Background and Aim Helicobacter pylori (H. pylori) is a common etiology for infection-related cancers and represents 5.5% of global cancer burden that increases the need for more sensitive noninvasive diagnostic techniques. The aim was to evaluate the role of saliva and stool samples in the diagnosis of H. pylori infection to replace invasive techniques and to compare between three noninvasive diagnostic tests: salivary culture, PCR, and rapid stool antigen test (RSAT). Patients and methods The study was conducted on 45 patients with dyspepsia and 45 healthy participants as a control. Saliva and stool samples were taken from all groups and subjected to culture, PCR for detection of 16SrRNA gene of H. pylori, and RSAT to detect H. pylori. Gastric biopsy samples were taken for H. pylori culture, rapid urea test, and histopathology from 20 patients. Results A total of 15.6% specimens were positive by salivary culture in patients’ group and 2.2% specimens were positive in the control group. About 31% were positive by salivary PCR in patients’ group and 6.7% were positive by salivary PCR in the control group. About 71% were positive by RSAT in patients and 49% were positive by RSAT in controls. From 20 patients, gastric biopsy samples were taken, 11 patients were positive for H. pylori infection by gastric biopsy culture, 20 were positive by histopathological examination, and 13 were positive by rapid urea test.
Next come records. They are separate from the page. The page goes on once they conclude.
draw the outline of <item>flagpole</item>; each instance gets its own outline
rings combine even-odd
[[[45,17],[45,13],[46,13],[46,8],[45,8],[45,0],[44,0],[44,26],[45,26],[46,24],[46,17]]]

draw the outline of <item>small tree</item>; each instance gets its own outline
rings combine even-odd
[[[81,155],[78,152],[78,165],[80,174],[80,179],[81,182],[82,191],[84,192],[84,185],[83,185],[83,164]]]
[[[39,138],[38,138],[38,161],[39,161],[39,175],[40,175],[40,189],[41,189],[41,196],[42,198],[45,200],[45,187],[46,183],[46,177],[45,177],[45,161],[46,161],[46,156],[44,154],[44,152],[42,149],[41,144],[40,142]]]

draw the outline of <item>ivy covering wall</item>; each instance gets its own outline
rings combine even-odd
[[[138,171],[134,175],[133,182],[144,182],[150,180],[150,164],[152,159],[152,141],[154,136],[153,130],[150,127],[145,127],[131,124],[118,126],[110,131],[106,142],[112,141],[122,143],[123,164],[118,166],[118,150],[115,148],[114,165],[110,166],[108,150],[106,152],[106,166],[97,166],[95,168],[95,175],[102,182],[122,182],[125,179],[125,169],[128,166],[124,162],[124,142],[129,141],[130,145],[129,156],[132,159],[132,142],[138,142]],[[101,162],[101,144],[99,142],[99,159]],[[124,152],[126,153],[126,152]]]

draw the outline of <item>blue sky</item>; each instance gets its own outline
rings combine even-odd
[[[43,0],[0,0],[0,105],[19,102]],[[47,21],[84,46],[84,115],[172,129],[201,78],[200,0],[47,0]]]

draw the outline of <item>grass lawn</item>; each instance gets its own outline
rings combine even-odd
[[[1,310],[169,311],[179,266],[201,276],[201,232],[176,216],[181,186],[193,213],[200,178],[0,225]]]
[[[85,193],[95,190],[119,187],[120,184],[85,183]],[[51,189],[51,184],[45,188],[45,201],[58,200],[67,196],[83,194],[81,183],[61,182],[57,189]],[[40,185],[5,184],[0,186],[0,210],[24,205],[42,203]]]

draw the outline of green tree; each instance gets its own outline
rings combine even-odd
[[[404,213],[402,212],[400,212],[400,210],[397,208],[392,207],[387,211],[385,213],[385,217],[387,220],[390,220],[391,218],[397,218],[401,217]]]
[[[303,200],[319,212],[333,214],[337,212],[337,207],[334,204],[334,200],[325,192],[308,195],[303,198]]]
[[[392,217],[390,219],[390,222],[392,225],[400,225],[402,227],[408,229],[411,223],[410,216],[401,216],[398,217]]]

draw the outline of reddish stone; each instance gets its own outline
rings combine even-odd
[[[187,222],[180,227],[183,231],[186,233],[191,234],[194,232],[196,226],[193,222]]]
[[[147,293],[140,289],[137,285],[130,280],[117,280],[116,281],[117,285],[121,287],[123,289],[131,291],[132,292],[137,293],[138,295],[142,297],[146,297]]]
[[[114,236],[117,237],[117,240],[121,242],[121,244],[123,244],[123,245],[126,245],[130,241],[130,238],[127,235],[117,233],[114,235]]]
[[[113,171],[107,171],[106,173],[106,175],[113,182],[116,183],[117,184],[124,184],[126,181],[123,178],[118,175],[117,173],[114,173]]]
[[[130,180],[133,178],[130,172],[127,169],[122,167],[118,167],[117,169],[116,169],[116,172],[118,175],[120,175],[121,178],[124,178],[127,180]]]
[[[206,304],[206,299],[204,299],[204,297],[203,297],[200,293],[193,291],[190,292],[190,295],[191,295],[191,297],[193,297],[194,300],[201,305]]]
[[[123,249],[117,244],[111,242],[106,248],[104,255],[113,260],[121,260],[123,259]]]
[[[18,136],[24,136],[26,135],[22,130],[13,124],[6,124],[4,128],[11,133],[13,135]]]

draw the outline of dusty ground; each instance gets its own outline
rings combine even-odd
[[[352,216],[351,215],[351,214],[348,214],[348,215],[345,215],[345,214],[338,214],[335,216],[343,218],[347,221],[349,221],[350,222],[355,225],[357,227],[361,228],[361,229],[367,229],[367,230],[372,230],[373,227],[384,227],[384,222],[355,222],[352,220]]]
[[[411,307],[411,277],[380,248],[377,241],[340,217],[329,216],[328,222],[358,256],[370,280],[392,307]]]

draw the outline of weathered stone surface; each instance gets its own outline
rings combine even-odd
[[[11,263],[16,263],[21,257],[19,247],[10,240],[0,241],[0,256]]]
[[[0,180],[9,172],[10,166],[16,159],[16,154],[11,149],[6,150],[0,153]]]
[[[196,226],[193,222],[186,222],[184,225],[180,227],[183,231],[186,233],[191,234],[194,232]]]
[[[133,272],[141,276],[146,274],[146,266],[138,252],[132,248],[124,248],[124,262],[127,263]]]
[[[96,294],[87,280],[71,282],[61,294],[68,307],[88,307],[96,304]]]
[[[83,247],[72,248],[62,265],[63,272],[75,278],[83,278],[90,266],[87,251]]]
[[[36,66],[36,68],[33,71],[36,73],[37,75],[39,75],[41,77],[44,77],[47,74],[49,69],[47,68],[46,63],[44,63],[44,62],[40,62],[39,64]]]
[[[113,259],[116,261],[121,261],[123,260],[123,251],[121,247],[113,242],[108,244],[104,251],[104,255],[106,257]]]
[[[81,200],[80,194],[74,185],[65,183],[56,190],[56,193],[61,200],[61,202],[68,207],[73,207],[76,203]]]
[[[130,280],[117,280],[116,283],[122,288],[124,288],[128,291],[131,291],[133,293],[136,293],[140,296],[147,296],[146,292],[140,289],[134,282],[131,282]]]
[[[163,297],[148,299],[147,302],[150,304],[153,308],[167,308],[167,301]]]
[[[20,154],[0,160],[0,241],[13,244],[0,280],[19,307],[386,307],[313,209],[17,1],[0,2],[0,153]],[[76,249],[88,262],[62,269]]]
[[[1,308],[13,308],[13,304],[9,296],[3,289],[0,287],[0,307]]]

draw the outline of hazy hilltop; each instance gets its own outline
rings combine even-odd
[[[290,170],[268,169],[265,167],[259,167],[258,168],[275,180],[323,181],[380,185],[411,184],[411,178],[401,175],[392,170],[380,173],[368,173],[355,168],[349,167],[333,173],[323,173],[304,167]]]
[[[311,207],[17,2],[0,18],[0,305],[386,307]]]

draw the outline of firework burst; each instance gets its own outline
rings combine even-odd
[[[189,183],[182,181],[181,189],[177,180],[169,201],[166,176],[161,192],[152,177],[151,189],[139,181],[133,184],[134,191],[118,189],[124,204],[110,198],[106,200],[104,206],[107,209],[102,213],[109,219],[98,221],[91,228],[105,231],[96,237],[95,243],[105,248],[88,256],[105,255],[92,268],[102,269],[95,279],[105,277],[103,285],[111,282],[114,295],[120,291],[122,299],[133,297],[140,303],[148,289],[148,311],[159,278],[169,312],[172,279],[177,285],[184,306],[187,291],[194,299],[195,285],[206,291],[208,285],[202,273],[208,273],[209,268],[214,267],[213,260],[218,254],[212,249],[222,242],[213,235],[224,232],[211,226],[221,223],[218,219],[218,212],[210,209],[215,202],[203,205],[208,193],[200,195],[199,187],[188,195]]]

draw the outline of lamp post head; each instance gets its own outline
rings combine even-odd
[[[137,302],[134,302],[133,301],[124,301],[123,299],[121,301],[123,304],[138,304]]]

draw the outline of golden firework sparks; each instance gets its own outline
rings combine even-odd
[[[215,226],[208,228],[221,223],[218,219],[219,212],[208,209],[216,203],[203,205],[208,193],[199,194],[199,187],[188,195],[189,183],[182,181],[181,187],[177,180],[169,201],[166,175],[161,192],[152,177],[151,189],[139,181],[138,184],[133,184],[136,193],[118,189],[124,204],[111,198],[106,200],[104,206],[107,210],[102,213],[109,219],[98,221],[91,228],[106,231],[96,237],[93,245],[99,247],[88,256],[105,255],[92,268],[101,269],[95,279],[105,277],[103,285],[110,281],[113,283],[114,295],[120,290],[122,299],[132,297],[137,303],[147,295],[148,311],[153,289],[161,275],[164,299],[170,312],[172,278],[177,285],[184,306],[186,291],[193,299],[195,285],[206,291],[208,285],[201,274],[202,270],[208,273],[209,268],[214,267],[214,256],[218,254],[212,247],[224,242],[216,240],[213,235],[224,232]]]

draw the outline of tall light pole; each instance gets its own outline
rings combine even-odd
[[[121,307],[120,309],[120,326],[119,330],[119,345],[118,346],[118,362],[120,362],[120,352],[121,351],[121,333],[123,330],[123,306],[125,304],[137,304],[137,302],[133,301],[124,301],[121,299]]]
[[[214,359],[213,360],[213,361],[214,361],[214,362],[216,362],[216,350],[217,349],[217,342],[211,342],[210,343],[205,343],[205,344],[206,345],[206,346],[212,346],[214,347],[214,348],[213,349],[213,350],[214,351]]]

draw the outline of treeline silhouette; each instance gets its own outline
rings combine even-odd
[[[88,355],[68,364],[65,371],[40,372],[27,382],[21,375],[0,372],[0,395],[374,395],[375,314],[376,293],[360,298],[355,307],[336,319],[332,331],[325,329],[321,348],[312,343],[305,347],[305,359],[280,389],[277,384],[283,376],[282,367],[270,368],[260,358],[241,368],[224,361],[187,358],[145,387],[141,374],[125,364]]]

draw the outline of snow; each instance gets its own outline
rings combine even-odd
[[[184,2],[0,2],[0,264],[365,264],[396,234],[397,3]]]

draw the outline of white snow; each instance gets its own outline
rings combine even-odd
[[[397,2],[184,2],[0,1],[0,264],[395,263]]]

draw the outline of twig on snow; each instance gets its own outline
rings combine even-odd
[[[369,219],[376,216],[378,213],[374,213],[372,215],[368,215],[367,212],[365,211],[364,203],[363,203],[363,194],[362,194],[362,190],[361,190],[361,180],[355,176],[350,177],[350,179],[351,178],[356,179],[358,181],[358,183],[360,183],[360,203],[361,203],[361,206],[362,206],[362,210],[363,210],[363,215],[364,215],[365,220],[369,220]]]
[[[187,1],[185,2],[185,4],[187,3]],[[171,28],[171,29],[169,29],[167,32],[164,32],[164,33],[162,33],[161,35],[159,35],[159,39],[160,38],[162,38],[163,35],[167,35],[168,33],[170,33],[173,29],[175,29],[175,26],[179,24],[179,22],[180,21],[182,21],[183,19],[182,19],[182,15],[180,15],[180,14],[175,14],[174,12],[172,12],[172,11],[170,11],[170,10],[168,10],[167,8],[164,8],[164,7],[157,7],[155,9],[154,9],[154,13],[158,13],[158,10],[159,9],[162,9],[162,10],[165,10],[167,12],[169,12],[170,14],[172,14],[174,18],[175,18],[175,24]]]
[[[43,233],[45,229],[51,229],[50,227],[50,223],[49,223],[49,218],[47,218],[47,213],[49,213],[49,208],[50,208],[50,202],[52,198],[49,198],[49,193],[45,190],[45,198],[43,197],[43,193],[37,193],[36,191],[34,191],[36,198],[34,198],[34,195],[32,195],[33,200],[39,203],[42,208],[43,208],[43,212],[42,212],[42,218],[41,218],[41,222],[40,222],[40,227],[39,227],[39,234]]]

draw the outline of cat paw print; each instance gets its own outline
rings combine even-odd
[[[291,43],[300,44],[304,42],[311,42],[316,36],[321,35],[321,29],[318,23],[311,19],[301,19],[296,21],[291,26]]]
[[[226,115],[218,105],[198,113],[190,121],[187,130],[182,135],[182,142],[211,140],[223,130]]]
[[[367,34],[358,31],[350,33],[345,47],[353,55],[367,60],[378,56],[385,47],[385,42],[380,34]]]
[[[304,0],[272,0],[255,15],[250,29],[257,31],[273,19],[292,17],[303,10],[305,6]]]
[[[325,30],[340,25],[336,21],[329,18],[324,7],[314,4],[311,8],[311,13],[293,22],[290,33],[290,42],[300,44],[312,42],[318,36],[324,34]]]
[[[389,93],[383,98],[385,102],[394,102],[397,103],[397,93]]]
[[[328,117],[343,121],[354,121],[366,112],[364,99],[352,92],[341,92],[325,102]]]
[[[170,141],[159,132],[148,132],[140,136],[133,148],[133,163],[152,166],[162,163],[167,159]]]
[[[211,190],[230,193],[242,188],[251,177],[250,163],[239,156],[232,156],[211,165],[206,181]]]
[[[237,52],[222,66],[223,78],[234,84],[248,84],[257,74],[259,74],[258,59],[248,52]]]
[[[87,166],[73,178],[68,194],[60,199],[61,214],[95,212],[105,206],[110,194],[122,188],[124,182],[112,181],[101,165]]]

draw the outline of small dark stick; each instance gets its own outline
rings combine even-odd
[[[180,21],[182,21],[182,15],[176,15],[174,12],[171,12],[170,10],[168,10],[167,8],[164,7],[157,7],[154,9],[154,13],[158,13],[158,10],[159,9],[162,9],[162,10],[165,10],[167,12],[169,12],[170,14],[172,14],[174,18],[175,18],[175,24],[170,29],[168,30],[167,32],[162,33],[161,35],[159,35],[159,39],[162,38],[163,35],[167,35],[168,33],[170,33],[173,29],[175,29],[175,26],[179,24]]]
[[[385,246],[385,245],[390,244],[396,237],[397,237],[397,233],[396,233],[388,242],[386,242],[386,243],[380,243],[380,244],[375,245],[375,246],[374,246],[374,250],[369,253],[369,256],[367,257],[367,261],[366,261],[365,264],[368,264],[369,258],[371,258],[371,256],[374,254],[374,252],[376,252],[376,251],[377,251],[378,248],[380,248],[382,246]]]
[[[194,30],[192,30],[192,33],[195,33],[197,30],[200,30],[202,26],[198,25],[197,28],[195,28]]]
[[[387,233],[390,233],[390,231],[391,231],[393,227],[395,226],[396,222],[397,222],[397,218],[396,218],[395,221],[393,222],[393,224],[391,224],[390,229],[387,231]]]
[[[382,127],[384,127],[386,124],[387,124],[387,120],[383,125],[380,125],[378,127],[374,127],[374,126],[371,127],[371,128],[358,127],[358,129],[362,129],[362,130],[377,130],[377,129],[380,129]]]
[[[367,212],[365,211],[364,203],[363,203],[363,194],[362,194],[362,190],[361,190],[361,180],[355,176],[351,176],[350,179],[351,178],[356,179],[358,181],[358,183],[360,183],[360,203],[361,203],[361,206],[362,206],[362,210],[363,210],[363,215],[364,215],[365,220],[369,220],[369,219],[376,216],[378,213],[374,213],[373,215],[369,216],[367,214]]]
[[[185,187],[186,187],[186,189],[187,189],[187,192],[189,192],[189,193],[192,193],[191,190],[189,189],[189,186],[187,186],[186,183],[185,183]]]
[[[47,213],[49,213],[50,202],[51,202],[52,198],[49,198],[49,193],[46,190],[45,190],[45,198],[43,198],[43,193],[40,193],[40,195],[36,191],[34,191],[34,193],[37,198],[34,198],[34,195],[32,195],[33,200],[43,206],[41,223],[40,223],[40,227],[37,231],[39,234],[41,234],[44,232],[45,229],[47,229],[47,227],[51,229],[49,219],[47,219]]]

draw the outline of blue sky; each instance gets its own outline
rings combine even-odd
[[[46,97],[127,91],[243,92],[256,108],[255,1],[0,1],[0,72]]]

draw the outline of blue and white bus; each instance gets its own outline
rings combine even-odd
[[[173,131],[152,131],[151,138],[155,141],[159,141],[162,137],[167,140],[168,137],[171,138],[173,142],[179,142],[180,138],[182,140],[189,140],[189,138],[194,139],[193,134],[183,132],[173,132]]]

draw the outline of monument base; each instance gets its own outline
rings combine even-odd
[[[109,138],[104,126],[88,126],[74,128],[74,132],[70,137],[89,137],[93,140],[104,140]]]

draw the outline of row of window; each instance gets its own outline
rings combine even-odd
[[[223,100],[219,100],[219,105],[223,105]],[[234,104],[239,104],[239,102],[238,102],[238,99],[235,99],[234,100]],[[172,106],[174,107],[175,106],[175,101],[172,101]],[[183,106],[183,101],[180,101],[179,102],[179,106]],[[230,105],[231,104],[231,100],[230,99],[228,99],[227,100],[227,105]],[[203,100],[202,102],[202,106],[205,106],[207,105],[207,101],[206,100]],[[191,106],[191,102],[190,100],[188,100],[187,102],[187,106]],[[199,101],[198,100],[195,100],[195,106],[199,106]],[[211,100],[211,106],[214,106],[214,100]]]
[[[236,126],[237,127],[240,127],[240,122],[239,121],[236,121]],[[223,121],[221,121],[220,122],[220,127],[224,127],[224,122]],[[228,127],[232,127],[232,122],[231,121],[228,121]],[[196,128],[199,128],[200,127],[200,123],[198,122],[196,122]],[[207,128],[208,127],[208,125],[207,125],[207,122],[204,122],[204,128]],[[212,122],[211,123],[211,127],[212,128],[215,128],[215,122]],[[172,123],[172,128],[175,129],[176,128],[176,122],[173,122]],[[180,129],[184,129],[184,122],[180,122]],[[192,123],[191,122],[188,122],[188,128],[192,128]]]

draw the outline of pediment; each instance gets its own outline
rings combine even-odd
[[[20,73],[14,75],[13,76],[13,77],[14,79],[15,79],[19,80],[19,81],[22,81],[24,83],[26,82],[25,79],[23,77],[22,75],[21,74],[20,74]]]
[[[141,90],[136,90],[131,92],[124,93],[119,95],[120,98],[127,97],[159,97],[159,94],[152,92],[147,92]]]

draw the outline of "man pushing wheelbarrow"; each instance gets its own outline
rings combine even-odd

The salivary culture showed (100%) specificity, (38.5%) sensitivity, and (60%) accuracy. While PCR on saliva showed specificity (100%), (61.5%) sensitivity, and (75%) accuracy. RSAT showed (71.4%) specificity, 92.3% sensitivity, and 85% accuracy. Conclusion The oral cavity is an important extragastric reservoir of H. pylori; salivary PCR technique shows a much higher specificity and sensitivity than salivary culture. RSAT shows high sensitivity but with lower specificity.
无创技术诊断消化不良患者幽门螺杆菌的比较研究
背景与目的幽门螺杆菌(H.pylori)是感染相关癌症的常见病因,占全球癌症负担的5.5%,这增加了对更灵敏的非侵入性诊断技术的需求。目的是评估唾液和粪便样本在诊断幽门螺杆菌感染中的作用,以取代侵入性技术,并比较三种非侵入性诊断测试:唾液培养、PCR和快速粪便抗原测试(RSAT)。患者和方法本研究以45例消化不良患者和45名健康参与者为对照。从所有组中提取唾液和粪便样本,并进行培养、PCR检测幽门螺杆菌16SrRNA基因和RSAT检测幽门螺杆杆菌。对20名患者的胃活检样本进行幽门螺杆菌培养、快速尿素试验和组织病理学检查。结果患者组唾液培养阳性率为15.6%,对照组为2.2%。患者组唾液聚合酶链式反应阳性率约为31%,对照组唾液聚合酶链反应阳性率为6.7%。约71%的患者RSAT阳性,49%的对照组RSAT阳性。从20名患者中抽取胃活检样本,11名患者通过胃活检培养对幽门螺杆菌感染呈阳性,20名患者通过组织病理学检查呈阳性,13名患者通过快速尿素试验呈阳性。唾液培养显示(100%)特异性,(38.5%)敏感性和(60%)准确性。唾液聚合酶链式反应显示特异性(100%)、敏感性(61.5%)和准确性(75%)。RSAT的特异性为71.4%,敏感性为92.3%,准确率为85%。结论口腔是幽门螺杆菌重要的胃外宿主;唾液PCR技术显示出比唾液培养更高的特异性和敏感性。RSAT显示出高灵敏度但特异性较低。